MCA can have more time for policy formulation
The NCLT ruling in November was called by many as counterproductive as it would have required the MCA to keep track of thousands of IBC cases without it being a party to the case, thereby cutting down on its time for the formulation of new policies. With the NCLAT quashing the tribunal’s order, it is likely to send a signal to adjudicating authorities to stick to the rule book in case of IBC cases, experts said.
In its response, MCA officials had initially said that the NCLT order would increase the workload of the Ministry. Later, the MCA had moved the NCLAT challenging the jurisdiction of the lower tribunal and said that “rule making power” was the exclusive domain of the Centre and thus the same could be done only by the Parliament.
“Adjudicating Authority before passing the impugned order ought to have issued notice to the Union of India, since the subject matter in issue concerns about the imposition of a new rule, which the said authority has no power to make especially its direction to implead,” the NCLAT order noted.

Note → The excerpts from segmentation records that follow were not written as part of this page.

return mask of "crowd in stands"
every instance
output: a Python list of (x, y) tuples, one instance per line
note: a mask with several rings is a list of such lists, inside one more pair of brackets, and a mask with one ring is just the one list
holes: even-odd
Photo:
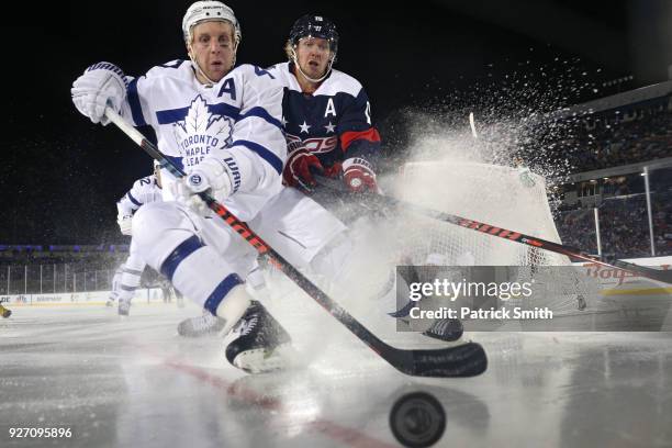
[(556, 154), (573, 172), (672, 157), (672, 97), (569, 119)]

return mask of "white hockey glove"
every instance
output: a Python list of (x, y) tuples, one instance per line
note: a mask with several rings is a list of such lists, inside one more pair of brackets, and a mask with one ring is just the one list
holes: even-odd
[(175, 197), (199, 214), (206, 214), (208, 204), (198, 193), (209, 192), (217, 202), (224, 201), (233, 191), (228, 166), (216, 157), (208, 157), (186, 177), (175, 183)]
[(131, 215), (119, 215), (116, 217), (116, 224), (119, 224), (119, 229), (122, 235), (133, 235), (133, 216)]
[(98, 63), (87, 68), (72, 82), (72, 102), (77, 110), (93, 123), (103, 126), (109, 123), (105, 105), (110, 104), (116, 112), (121, 111), (126, 98), (126, 80), (121, 68), (110, 63)]

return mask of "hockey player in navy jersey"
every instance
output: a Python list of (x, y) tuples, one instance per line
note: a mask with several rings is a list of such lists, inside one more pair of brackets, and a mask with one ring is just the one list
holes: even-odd
[(303, 15), (294, 22), (284, 49), (289, 61), (269, 71), (285, 86), (285, 184), (310, 190), (315, 187), (311, 171), (317, 171), (341, 177), (352, 192), (378, 192), (373, 163), (380, 135), (361, 83), (333, 68), (336, 25), (322, 15)]
[(295, 267), (328, 278), (338, 277), (347, 258), (347, 244), (337, 244), (345, 226), (282, 186), (283, 88), (264, 69), (235, 67), (242, 31), (233, 10), (219, 1), (194, 2), (182, 33), (189, 60), (135, 79), (110, 63), (96, 64), (74, 82), (72, 101), (93, 123), (107, 124), (110, 104), (133, 124), (150, 125), (159, 149), (184, 168), (179, 180), (161, 172), (167, 200), (136, 212), (133, 238), (145, 262), (226, 322), (224, 333), (245, 324), (226, 348), (233, 365), (273, 370), (284, 366), (291, 339), (245, 290), (257, 254), (198, 193), (210, 191)]

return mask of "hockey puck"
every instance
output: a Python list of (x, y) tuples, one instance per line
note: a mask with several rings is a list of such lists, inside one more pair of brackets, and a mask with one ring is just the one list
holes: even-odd
[(444, 435), (446, 412), (441, 403), (430, 394), (408, 393), (392, 406), (390, 428), (396, 440), (405, 447), (430, 447)]

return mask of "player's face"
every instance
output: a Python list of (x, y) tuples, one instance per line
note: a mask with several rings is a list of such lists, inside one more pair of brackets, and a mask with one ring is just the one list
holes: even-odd
[(320, 78), (326, 72), (332, 52), (329, 42), (320, 37), (302, 37), (296, 45), (296, 61), (311, 78)]
[(233, 25), (222, 21), (203, 22), (191, 34), (191, 56), (205, 76), (217, 82), (231, 71), (236, 57)]

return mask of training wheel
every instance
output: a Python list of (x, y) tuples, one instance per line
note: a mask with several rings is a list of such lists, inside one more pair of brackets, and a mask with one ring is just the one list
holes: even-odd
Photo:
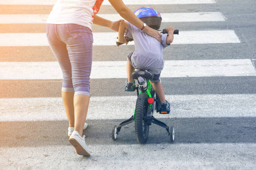
[(171, 142), (172, 143), (174, 142), (174, 127), (173, 126), (171, 126), (169, 127), (169, 132), (170, 133), (170, 138), (171, 139)]
[(116, 136), (117, 135), (117, 126), (115, 125), (112, 130), (112, 139), (114, 140), (116, 140)]

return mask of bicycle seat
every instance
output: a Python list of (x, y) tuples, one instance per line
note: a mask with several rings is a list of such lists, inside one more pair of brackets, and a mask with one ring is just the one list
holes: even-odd
[(154, 77), (154, 74), (153, 71), (149, 70), (138, 70), (132, 73), (132, 78), (134, 80), (138, 80), (139, 76), (143, 77), (146, 79), (152, 80)]

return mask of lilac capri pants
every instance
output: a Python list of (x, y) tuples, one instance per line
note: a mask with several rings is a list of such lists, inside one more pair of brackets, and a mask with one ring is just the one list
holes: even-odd
[(47, 24), (46, 32), (51, 49), (62, 72), (61, 91), (90, 97), (93, 42), (92, 30), (74, 24)]

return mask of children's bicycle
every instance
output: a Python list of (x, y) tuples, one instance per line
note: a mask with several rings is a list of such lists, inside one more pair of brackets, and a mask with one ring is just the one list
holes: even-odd
[[(167, 32), (163, 30), (161, 32), (166, 33)], [(174, 34), (178, 35), (179, 30), (175, 30)], [(174, 140), (174, 127), (169, 127), (153, 116), (155, 110), (160, 114), (169, 113), (160, 111), (161, 102), (149, 81), (150, 80), (153, 79), (154, 74), (150, 70), (138, 70), (133, 72), (132, 77), (135, 81), (138, 96), (134, 113), (131, 118), (122, 122), (118, 126), (115, 125), (114, 127), (112, 130), (112, 139), (114, 140), (116, 140), (117, 135), (122, 126), (134, 122), (136, 138), (139, 143), (145, 143), (147, 142), (149, 126), (152, 123), (165, 128), (170, 136), (171, 142), (173, 143)], [(140, 91), (139, 92), (139, 90)]]

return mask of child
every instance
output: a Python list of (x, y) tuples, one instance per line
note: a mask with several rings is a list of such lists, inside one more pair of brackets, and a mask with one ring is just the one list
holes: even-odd
[[(155, 30), (160, 28), (161, 17), (160, 14), (152, 8), (141, 8), (134, 12), (135, 14), (150, 27)], [(120, 23), (118, 30), (118, 46), (123, 43), (127, 44), (124, 33), (125, 32), (125, 38), (133, 39), (134, 41), (135, 50), (128, 56), (126, 65), (128, 80), (125, 82), (125, 90), (134, 91), (135, 84), (132, 79), (131, 74), (135, 68), (138, 70), (149, 70), (154, 74), (154, 78), (150, 82), (156, 92), (161, 102), (161, 113), (169, 113), (170, 104), (164, 98), (163, 86), (160, 82), (160, 75), (164, 68), (164, 62), (163, 58), (163, 50), (170, 45), (173, 40), (173, 32), (174, 29), (169, 26), (166, 28), (167, 34), (162, 34), (161, 42), (147, 35), (141, 29), (138, 29), (130, 23), (123, 21)]]

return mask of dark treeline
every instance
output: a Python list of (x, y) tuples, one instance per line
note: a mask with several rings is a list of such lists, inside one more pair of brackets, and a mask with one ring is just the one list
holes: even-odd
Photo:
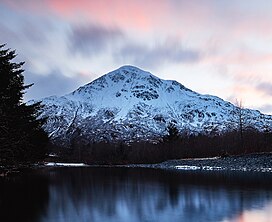
[(26, 104), (23, 62), (15, 63), (15, 51), (0, 45), (0, 163), (29, 162), (45, 156), (45, 119), (38, 119), (41, 104)]
[(90, 143), (80, 140), (70, 148), (51, 147), (64, 161), (84, 161), (89, 164), (158, 163), (169, 159), (243, 155), (272, 152), (272, 133), (254, 130), (223, 135), (168, 134), (161, 142)]

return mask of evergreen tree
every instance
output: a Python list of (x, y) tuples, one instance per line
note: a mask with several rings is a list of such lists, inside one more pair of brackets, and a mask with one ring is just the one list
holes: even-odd
[(29, 161), (45, 154), (48, 137), (41, 128), (45, 119), (37, 119), (40, 103), (23, 102), (24, 62), (15, 63), (15, 51), (0, 45), (0, 160)]

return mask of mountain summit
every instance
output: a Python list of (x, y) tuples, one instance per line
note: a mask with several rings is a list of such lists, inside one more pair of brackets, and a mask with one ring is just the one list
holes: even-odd
[[(53, 143), (73, 139), (99, 141), (156, 140), (173, 123), (180, 132), (214, 134), (235, 129), (241, 109), (218, 97), (201, 95), (177, 81), (162, 80), (133, 66), (123, 66), (61, 97), (42, 100), (41, 117)], [(242, 110), (246, 127), (272, 130), (272, 116)]]

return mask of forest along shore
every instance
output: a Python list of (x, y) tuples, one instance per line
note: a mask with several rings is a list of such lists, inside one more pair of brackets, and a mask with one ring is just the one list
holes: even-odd
[(173, 170), (231, 170), (272, 173), (272, 153), (168, 160), (158, 164), (130, 164), (127, 167), (147, 167)]

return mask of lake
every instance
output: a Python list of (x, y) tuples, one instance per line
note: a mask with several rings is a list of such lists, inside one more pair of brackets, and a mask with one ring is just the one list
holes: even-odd
[(272, 222), (272, 175), (44, 168), (0, 178), (0, 221)]

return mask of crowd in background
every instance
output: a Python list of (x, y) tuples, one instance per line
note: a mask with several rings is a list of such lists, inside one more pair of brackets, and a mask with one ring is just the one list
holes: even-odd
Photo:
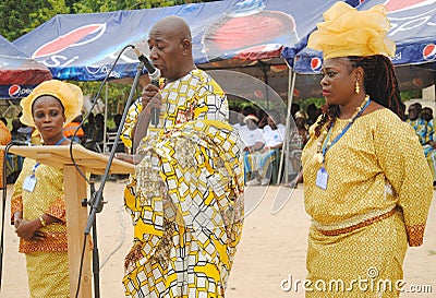
[[(269, 184), (271, 182), (271, 175), (274, 171), (277, 171), (278, 167), (277, 158), (279, 158), (280, 148), (282, 147), (287, 110), (282, 112), (276, 109), (263, 110), (249, 105), (243, 108), (235, 107), (232, 114), (235, 115), (232, 124), (240, 130), (242, 141), (245, 144), (245, 181), (252, 186)], [(320, 109), (314, 104), (311, 104), (303, 110), (300, 105), (292, 104), (291, 115), (295, 126), (291, 127), (289, 138), (290, 171), (291, 174), (298, 174), (300, 171), (300, 154), (308, 140), (308, 128), (315, 123), (320, 115)], [(11, 130), (7, 128), (8, 120), (4, 117), (0, 118), (0, 126), (3, 124), (4, 127), (2, 130), (4, 142), (2, 142), (2, 144), (4, 143), (3, 145), (5, 145), (9, 142), (9, 134), (11, 135), (11, 140), (16, 143), (40, 144), (38, 132), (35, 131), (34, 128), (22, 124), (19, 119), (20, 116), (21, 115), (11, 121)], [(435, 130), (433, 119), (432, 108), (422, 107), (420, 103), (414, 103), (409, 106), (408, 119), (405, 121), (412, 126), (420, 139), (428, 166), (434, 174), (434, 187), (436, 188), (436, 140), (434, 136)], [(94, 114), (89, 114), (83, 127), (81, 127), (74, 135), (82, 120), (83, 116), (78, 116), (71, 123), (65, 126), (64, 135), (88, 150), (98, 153), (104, 152), (104, 115), (97, 114), (94, 116)], [(110, 143), (111, 139), (113, 140), (113, 135), (117, 133), (121, 121), (121, 115), (114, 115), (112, 120), (114, 126), (109, 128), (107, 123), (106, 127), (106, 140), (108, 143)], [(275, 134), (271, 133), (276, 130), (278, 132), (277, 140), (274, 139)], [(277, 143), (274, 143), (275, 141)], [(119, 142), (117, 152), (124, 151), (124, 145), (122, 142)], [(266, 152), (268, 152), (268, 154), (264, 154)], [(264, 155), (262, 156), (262, 154)], [(23, 157), (10, 154), (7, 159), (7, 181), (8, 183), (12, 183), (20, 174)]]
[(405, 120), (419, 138), (423, 147), (425, 158), (433, 174), (433, 188), (436, 189), (436, 142), (435, 129), (433, 122), (433, 109), (422, 107), (420, 103), (414, 103), (409, 106), (408, 119)]
[[(249, 186), (267, 186), (276, 182), (280, 152), (286, 134), (287, 110), (263, 110), (245, 106), (234, 110), (237, 121), (233, 127), (240, 132), (244, 143), (244, 179)], [(314, 104), (302, 110), (300, 105), (291, 105), (294, 126), (290, 126), (289, 152), (290, 172), (300, 172), (301, 152), (308, 140), (308, 127), (313, 124), (320, 109)], [(294, 177), (295, 178), (295, 177)]]

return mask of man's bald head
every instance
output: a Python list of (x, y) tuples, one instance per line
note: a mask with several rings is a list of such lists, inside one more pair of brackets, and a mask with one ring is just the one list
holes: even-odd
[(150, 34), (155, 32), (167, 33), (171, 37), (187, 39), (192, 41), (191, 28), (186, 21), (177, 15), (169, 15), (160, 19), (152, 28)]
[(164, 78), (178, 80), (195, 69), (191, 29), (182, 17), (170, 15), (159, 20), (147, 41), (152, 62)]

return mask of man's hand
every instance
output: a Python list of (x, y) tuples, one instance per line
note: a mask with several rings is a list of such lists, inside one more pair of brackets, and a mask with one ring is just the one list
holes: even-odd
[(14, 225), (16, 235), (24, 240), (41, 240), (45, 238), (44, 233), (39, 230), (41, 227), (39, 218), (32, 222), (17, 218), (14, 220)]
[(149, 116), (152, 114), (152, 108), (160, 109), (162, 106), (162, 96), (157, 86), (148, 84), (143, 90), (141, 95), (143, 110)]

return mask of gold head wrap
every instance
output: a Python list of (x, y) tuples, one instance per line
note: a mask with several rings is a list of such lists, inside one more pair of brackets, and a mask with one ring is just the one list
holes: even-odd
[(299, 110), (298, 112), (295, 112), (294, 118), (303, 118), (303, 119), (307, 119), (307, 115), (304, 111)]
[(83, 106), (82, 90), (78, 86), (70, 83), (50, 80), (40, 83), (26, 98), (21, 100), (20, 105), (23, 108), (23, 116), (20, 118), (20, 121), (22, 123), (29, 127), (35, 127), (34, 117), (32, 115), (32, 105), (36, 98), (44, 95), (53, 96), (62, 103), (66, 118), (64, 124), (70, 123), (76, 116), (81, 114)]
[(386, 8), (375, 5), (358, 11), (344, 2), (336, 2), (324, 14), (325, 22), (308, 37), (307, 47), (322, 50), (324, 59), (348, 56), (384, 55), (393, 57), (395, 43), (386, 35), (390, 28)]

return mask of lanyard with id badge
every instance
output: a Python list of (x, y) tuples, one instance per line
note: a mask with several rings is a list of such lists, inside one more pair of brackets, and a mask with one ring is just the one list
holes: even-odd
[[(66, 138), (62, 138), (61, 140), (58, 141), (58, 143), (56, 143), (55, 146), (59, 146), (63, 141), (65, 141)], [(27, 176), (24, 179), (23, 182), (23, 189), (28, 191), (28, 192), (34, 192), (35, 190), (35, 186), (36, 186), (36, 176), (35, 176), (35, 171), (36, 169), (39, 167), (39, 163), (36, 163), (33, 168), (32, 168), (32, 175)]]
[(335, 140), (331, 141), (331, 142), (329, 142), (328, 140), (330, 139), (330, 133), (331, 133), (331, 130), (332, 130), (335, 123), (328, 130), (326, 140), (324, 141), (324, 144), (323, 144), (323, 151), (322, 151), (323, 156), (322, 156), (322, 160), (320, 160), (322, 162), (322, 166), (320, 166), (320, 168), (318, 169), (318, 171), (316, 174), (316, 186), (318, 188), (324, 189), (324, 190), (327, 189), (328, 172), (327, 172), (327, 169), (325, 167), (327, 151), (329, 148), (331, 148), (331, 146), (335, 145), (339, 141), (339, 139), (341, 139), (343, 136), (343, 134), (346, 134), (346, 132), (349, 130), (349, 128), (352, 126), (352, 123), (354, 123), (355, 119), (358, 119), (363, 114), (363, 111), (366, 109), (366, 107), (370, 105), (371, 99), (370, 98), (365, 98), (365, 99), (366, 99), (364, 102), (365, 105), (362, 108), (358, 109), (359, 112), (353, 118), (351, 118), (351, 121), (347, 124), (347, 127), (344, 127), (342, 129), (342, 131), (338, 134), (338, 136), (336, 136)]

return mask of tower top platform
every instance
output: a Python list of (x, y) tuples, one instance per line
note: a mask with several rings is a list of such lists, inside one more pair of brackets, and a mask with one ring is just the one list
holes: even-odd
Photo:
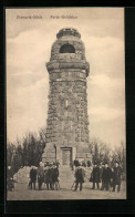
[(61, 29), (59, 31), (59, 33), (56, 34), (56, 38), (60, 39), (62, 37), (68, 37), (68, 35), (76, 37), (79, 39), (81, 38), (81, 34), (74, 28), (63, 28), (63, 29)]

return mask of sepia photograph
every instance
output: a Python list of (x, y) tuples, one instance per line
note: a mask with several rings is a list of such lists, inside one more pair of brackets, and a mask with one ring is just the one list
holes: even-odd
[(124, 8), (7, 8), (7, 200), (126, 198)]

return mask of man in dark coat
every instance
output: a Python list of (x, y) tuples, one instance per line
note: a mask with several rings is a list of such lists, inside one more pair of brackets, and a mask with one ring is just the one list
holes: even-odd
[(75, 167), (79, 166), (79, 159), (77, 159), (77, 158), (74, 159), (74, 166), (75, 166)]
[(11, 166), (8, 166), (7, 170), (7, 188), (8, 190), (12, 190), (12, 188), (14, 188), (13, 172)]
[(50, 162), (49, 177), (50, 177), (50, 189), (54, 190), (54, 185), (53, 185), (53, 162)]
[(108, 167), (108, 163), (106, 162), (105, 167), (104, 167), (103, 173), (102, 173), (102, 184), (103, 184), (102, 185), (102, 190), (103, 189), (108, 190), (108, 187), (110, 187), (110, 184), (111, 184), (111, 178), (112, 178), (112, 170)]
[(121, 176), (122, 176), (122, 167), (118, 162), (115, 162), (115, 166), (113, 168), (113, 192), (115, 192), (115, 187), (117, 185), (117, 192), (121, 190)]
[(105, 166), (104, 163), (102, 163), (102, 164), (100, 165), (100, 177), (101, 177), (101, 183), (102, 183), (102, 185), (101, 185), (101, 190), (104, 189), (104, 178), (102, 177), (102, 176), (103, 176), (104, 166)]
[(39, 190), (41, 190), (42, 184), (44, 182), (44, 169), (43, 169), (42, 162), (40, 162), (40, 166), (37, 169), (37, 176), (38, 176)]
[(55, 163), (53, 163), (52, 169), (51, 169), (51, 179), (52, 179), (52, 188), (58, 190), (59, 187), (59, 169), (55, 165)]
[(80, 184), (80, 192), (83, 189), (83, 183), (84, 183), (84, 177), (85, 177), (85, 170), (81, 166), (81, 163), (79, 163), (79, 166), (75, 170), (75, 192), (77, 190), (77, 186)]
[(44, 164), (44, 184), (46, 184), (46, 189), (50, 189), (50, 167), (49, 163)]
[(34, 186), (35, 189), (35, 182), (37, 182), (37, 169), (34, 166), (32, 166), (30, 170), (30, 188), (32, 189), (32, 185)]
[(97, 189), (100, 188), (100, 183), (101, 183), (101, 179), (100, 179), (100, 167), (97, 166), (97, 163), (94, 164), (94, 167), (93, 167), (93, 170), (92, 170), (92, 179), (93, 179), (93, 187), (92, 189), (95, 189), (95, 183), (96, 183), (96, 186), (97, 186)]

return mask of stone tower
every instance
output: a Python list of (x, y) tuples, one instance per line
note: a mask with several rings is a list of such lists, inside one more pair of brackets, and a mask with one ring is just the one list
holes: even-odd
[(70, 165), (74, 158), (90, 159), (85, 59), (81, 34), (64, 28), (52, 44), (46, 69), (50, 76), (46, 147), (42, 162)]

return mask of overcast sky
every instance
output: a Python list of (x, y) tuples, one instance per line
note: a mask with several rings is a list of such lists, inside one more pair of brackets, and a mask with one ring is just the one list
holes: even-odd
[[(21, 19), (19, 16), (31, 16)], [(33, 19), (33, 16), (42, 17)], [(51, 16), (59, 16), (52, 19)], [(75, 16), (76, 19), (61, 19)], [(51, 45), (64, 27), (79, 30), (90, 62), (90, 138), (112, 147), (125, 141), (123, 8), (7, 9), (8, 140), (46, 125)]]

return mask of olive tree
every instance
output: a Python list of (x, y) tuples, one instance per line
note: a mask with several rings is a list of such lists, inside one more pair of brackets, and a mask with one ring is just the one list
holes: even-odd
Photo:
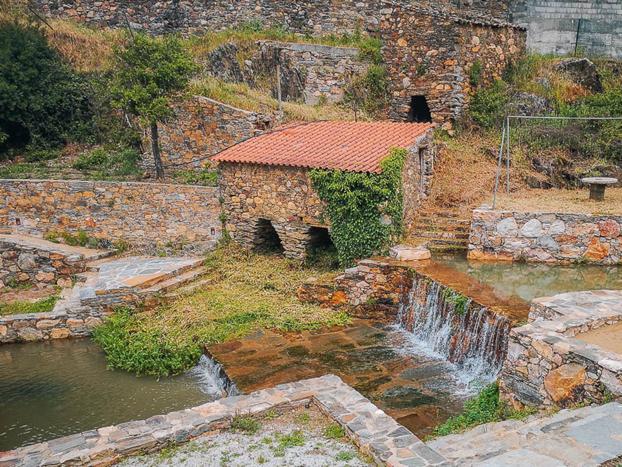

Last November, the NCLT had also asked the MCA to update the master list containing the data of companies undergoing insolvency or liquidation, so as to keep the “public at large” informed about the status of the company.
After the nudge from NCLT, the MCA had said that it had initiated the process of updating the master data of companies undergoing corporate insolvency or facing liquidation under IBC.
The MCA had then also said that it had started working on a framework that would enable the interim resolution professional (IRP) or resolution professional (RP) of a company to upload necessary regulatory filings for compliance with the Companies Act.